Semrau verdict exposes tragically flawed law
Semrau verdict exposes tragically flawed lawThe situation Captain Robert Semrau encountered was a philosopher’s dream and a soldier’s nightmare.
In hostile territory, what was left of an enemy combatant lay on the ground. His body had been dismembered, mangled, and shredded by an attack helicopter’s guns. But still, he wasn’t dead. He was alive but anyone could see he was dying, slowly, in agony. He could not be saved, even if Semrau could get him quickly to a field hospital, which he could not.
So Semrau had a choice. He could either obey Canadian law and military regulation and let this man suffer and, eventually, die. Or he could end his pain with a bullet.
Philosophers invent scenarios like this to confront people with moral dilemmas. The idea is to create a set of circumstances in which there are only two options. Both are awful. Which do you choose?
People usually try to squirm out. They invent facts (“maybe there’s a bystander who can do it instead of me”) or they deny facts (“maybe the child won’t drown”) –anything to give themselves a third choice that dodges the moral dilemma. In a phrase, they look for an easy out. But the scenarios of philosophers are carefully constructed so that anyone who honestly acknowledges the facts must confront the dilemma. There are no easy outs.
This is what Semrau faced. Only two choices. Both awful. Will you act or not? It was an ideal classroom exercise. But Semrau wasn’t in a classroom.
At his court martial, Semrau was found not guilty of murder — but guilty of “behaving in a disgraceful manner.” As a member of the prosecution explained, “they’ve found him guilty of shooting an unarmed, wounded person.” But since there was reasonable doubt about whether the man died of his existing wounds or Semrau’s bullets, Semrau was acquitted of the murder charge.
That much makes legal sense.

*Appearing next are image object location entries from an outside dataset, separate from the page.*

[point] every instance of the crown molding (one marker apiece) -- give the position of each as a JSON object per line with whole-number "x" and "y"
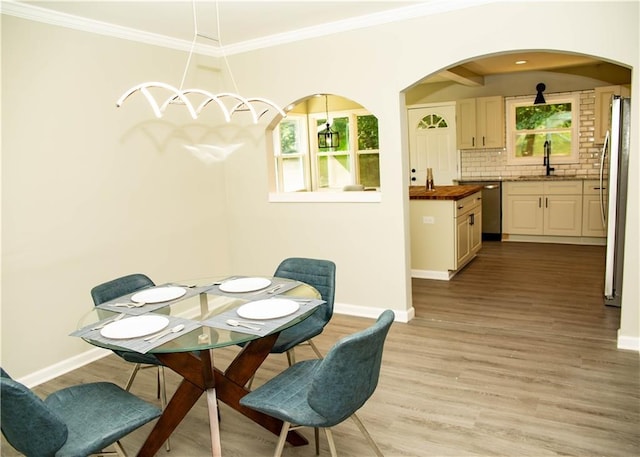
{"x": 39, "y": 14}
{"x": 428, "y": 8}
{"x": 47, "y": 16}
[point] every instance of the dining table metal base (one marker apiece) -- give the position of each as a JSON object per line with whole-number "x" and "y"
{"x": 201, "y": 376}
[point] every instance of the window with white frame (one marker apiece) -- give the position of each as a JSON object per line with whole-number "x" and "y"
{"x": 530, "y": 127}
{"x": 302, "y": 166}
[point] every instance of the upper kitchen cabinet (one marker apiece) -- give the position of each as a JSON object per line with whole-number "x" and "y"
{"x": 480, "y": 123}
{"x": 603, "y": 109}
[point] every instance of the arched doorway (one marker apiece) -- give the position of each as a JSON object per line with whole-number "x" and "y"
{"x": 516, "y": 74}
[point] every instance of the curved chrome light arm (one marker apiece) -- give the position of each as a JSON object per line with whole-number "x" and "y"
{"x": 179, "y": 95}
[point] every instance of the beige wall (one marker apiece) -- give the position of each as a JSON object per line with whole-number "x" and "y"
{"x": 90, "y": 192}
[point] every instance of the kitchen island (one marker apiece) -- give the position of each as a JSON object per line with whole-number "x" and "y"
{"x": 446, "y": 229}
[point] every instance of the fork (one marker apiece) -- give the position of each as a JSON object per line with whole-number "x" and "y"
{"x": 130, "y": 305}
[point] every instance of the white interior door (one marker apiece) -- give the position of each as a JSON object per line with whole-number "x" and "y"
{"x": 432, "y": 144}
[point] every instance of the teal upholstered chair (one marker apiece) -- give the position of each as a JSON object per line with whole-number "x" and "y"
{"x": 73, "y": 422}
{"x": 323, "y": 393}
{"x": 320, "y": 274}
{"x": 117, "y": 288}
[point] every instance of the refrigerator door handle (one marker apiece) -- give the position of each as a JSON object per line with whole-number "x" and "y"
{"x": 603, "y": 211}
{"x": 613, "y": 197}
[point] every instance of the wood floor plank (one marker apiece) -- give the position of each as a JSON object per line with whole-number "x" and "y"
{"x": 516, "y": 356}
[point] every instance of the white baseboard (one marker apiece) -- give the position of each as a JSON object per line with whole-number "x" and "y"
{"x": 628, "y": 342}
{"x": 433, "y": 274}
{"x": 372, "y": 313}
{"x": 63, "y": 367}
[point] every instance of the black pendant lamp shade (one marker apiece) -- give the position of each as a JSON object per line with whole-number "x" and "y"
{"x": 328, "y": 138}
{"x": 540, "y": 97}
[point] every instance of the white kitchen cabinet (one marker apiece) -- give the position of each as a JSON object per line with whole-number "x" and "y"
{"x": 592, "y": 222}
{"x": 445, "y": 235}
{"x": 603, "y": 109}
{"x": 480, "y": 123}
{"x": 542, "y": 208}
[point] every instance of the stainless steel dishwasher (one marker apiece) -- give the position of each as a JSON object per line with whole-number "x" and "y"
{"x": 491, "y": 208}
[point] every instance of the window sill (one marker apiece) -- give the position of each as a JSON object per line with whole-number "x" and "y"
{"x": 326, "y": 197}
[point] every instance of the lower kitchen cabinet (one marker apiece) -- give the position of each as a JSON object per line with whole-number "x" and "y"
{"x": 445, "y": 235}
{"x": 542, "y": 208}
{"x": 593, "y": 223}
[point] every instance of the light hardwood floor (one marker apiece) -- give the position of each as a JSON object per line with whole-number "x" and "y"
{"x": 516, "y": 356}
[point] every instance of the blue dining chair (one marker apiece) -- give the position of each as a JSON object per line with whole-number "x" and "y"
{"x": 76, "y": 421}
{"x": 320, "y": 274}
{"x": 323, "y": 393}
{"x": 117, "y": 288}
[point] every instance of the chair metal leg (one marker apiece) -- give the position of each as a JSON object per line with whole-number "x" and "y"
{"x": 332, "y": 445}
{"x": 283, "y": 437}
{"x": 162, "y": 387}
{"x": 364, "y": 431}
{"x": 132, "y": 376}
{"x": 315, "y": 349}
{"x": 291, "y": 356}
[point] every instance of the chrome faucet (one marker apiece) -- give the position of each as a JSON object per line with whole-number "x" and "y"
{"x": 547, "y": 157}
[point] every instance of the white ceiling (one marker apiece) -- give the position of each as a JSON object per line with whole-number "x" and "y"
{"x": 240, "y": 20}
{"x": 249, "y": 24}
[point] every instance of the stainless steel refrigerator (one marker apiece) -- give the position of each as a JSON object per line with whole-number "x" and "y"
{"x": 616, "y": 155}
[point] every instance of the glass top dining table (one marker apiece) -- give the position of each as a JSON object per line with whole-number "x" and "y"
{"x": 205, "y": 308}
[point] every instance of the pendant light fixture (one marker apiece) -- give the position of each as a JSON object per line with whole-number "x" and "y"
{"x": 540, "y": 97}
{"x": 328, "y": 138}
{"x": 200, "y": 98}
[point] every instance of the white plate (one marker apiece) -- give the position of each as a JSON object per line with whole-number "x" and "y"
{"x": 158, "y": 294}
{"x": 269, "y": 308}
{"x": 134, "y": 327}
{"x": 245, "y": 284}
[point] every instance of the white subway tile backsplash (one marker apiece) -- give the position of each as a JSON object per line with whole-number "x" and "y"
{"x": 492, "y": 163}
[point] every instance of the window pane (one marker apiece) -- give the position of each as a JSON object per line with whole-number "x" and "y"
{"x": 367, "y": 132}
{"x": 333, "y": 171}
{"x": 369, "y": 169}
{"x": 289, "y": 136}
{"x": 532, "y": 144}
{"x": 536, "y": 117}
{"x": 293, "y": 174}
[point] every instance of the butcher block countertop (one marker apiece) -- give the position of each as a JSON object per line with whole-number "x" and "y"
{"x": 442, "y": 192}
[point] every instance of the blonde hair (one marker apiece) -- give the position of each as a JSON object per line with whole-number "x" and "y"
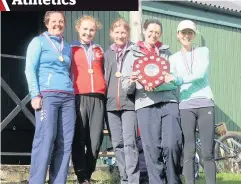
{"x": 89, "y": 18}
{"x": 120, "y": 22}
{"x": 49, "y": 13}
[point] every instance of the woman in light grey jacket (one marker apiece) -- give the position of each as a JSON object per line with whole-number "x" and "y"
{"x": 157, "y": 111}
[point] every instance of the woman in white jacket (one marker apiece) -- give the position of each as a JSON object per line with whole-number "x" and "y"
{"x": 189, "y": 69}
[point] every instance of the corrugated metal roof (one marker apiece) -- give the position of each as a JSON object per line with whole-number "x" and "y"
{"x": 232, "y": 5}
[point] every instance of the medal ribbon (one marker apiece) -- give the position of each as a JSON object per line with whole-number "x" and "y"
{"x": 119, "y": 64}
{"x": 61, "y": 46}
{"x": 89, "y": 55}
{"x": 189, "y": 69}
{"x": 156, "y": 49}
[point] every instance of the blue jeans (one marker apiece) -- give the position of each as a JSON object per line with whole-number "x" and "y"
{"x": 53, "y": 138}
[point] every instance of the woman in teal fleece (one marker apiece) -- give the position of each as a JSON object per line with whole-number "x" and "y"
{"x": 48, "y": 62}
{"x": 189, "y": 70}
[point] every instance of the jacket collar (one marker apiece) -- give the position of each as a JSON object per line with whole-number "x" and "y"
{"x": 77, "y": 43}
{"x": 57, "y": 38}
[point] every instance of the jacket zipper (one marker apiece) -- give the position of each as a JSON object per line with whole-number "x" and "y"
{"x": 118, "y": 94}
{"x": 92, "y": 82}
{"x": 49, "y": 77}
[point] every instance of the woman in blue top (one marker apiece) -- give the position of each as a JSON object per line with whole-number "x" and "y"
{"x": 47, "y": 71}
{"x": 189, "y": 69}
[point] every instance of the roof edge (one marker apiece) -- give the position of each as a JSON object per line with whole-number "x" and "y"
{"x": 207, "y": 8}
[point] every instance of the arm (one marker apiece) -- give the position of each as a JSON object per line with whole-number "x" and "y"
{"x": 128, "y": 86}
{"x": 31, "y": 67}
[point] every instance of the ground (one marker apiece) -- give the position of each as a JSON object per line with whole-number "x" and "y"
{"x": 19, "y": 174}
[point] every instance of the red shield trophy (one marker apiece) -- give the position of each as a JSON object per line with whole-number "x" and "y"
{"x": 151, "y": 70}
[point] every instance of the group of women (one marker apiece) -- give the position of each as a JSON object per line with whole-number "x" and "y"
{"x": 74, "y": 85}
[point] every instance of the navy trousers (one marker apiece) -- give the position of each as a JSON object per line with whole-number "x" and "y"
{"x": 162, "y": 142}
{"x": 123, "y": 128}
{"x": 53, "y": 138}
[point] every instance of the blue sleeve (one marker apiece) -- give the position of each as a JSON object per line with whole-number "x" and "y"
{"x": 31, "y": 67}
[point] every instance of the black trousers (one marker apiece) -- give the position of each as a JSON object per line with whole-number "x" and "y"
{"x": 88, "y": 134}
{"x": 161, "y": 137}
{"x": 204, "y": 119}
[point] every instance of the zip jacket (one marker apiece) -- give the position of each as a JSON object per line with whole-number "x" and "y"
{"x": 117, "y": 99}
{"x": 44, "y": 71}
{"x": 194, "y": 84}
{"x": 85, "y": 82}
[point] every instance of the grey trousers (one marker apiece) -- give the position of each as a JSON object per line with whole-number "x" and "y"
{"x": 204, "y": 119}
{"x": 123, "y": 127}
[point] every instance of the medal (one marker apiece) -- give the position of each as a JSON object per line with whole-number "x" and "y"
{"x": 61, "y": 46}
{"x": 119, "y": 63}
{"x": 118, "y": 74}
{"x": 61, "y": 58}
{"x": 90, "y": 71}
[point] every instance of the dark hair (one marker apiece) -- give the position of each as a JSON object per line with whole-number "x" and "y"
{"x": 152, "y": 21}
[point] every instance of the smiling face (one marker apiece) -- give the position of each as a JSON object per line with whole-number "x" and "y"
{"x": 152, "y": 33}
{"x": 120, "y": 35}
{"x": 56, "y": 24}
{"x": 186, "y": 37}
{"x": 86, "y": 30}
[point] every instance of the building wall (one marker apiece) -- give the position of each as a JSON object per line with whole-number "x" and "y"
{"x": 223, "y": 38}
{"x": 224, "y": 43}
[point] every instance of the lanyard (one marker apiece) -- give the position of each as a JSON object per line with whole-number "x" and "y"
{"x": 189, "y": 69}
{"x": 61, "y": 46}
{"x": 156, "y": 49}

But if the court martial found, as a matter of fact, that Semrau shot the prisoner with intent to kill, but the prisoner may or may not have died of his existing wounds, it would certainly be attempted murder. And yet Semrau was acquitted of precisely that charge. Why? That would be the correct conclusion if the court felt there was reasonable doubt that he shot the prisoner. But if that were the case, there would be no grounds for convicting him of “behaving in a disgraceful manner.”
The court’s judgment is absurd. It is nonsense. And it is understandable.
The law is clear. Soldiers are not permitted to shoot unarmed prisoners under any circumstances and the unlawful killing of another person, with intent to kill, is murder. And so, according to the facts as they seem to have been accepted by the court, Semrau was guilty of murder — or, given the ambiguity about the precise cause of death, attempted murder.
Ah, but that forced the court to face its own moral dilemma. In addition to being the married father of two children, Capt. Semrau is, by all accounts, an excellent and admirable soldier. And everyone agrees that his sole motivation was compassion for a dying man. Whatever the law says, it feels profoundly unjust to convict this good person of a heinous crime and to subject him to the automatic life sentence that goes with it.
But the other option open to the court, acquittal, was also distasteful. Semrau’s act was blatantly unlawful. And the military insists on a “no exceptions” policy about shooting prisoners, not least because any such act may be used as enemy propaganda.
Only two choices. Both awful. Which will you choose?
The court squirmed and made a third choice, finding Semrau guilty of “disgraceful conduct.” No one who honestly acknowledges the facts could come to such a conclusion. It was an easy out.
Most of the commentary on the Semrau tragedy treats it solely as a military matter. It’s not. These sorts of morally challenging situations arise more frequently in hospitals and hospices, where people in pain live out their last moments.
Usually, pain can be managed. But in increasingly rare cases, it can’t. And even after life support is withdrawn, the agony may draw on.
What then? The law is clear. Nothing may be done to hasten death. It’s the distinction between “killing” and “letting die.” Withdrawing a feeding tube and letting someone slowly waste away in pain is legal. But administering an overdose of morphine that delivers an immediate and painless death is murder.
Imagine the doctors and nurses confronted by that moral dilemma. If they do nothing, they may condemn someone who will die anyway to horrible, pointless suffering. If they act, they are murderers.
The way this is usually handled is with deceit. Don’t ask, don’t tell. But occasionally someone does ask or tell. When that happens, the justice system almost never responds with a murder charge, as the law plainly directs, but with a minor charge like “administering a noxious substance.” It’s a moral dodge. An easy out.
As these cases have shown repeatedly, most people see a profound moral distinction between mercy killing and murder. But the law recognizes no such distinction.
It is not people’s moral sense that is flawed. It is the law. How the law should be changed is debatable. I would prefer that someone like Semrau be praised, not convicted, but a reasonable case can be made for the creation of a lesser charge of “compassionate homicide.”
What is not debatable is that the law as it stands is unacceptable. And verdicts like that rendered against Capt. Robert Semrau are dishonest and indefensible.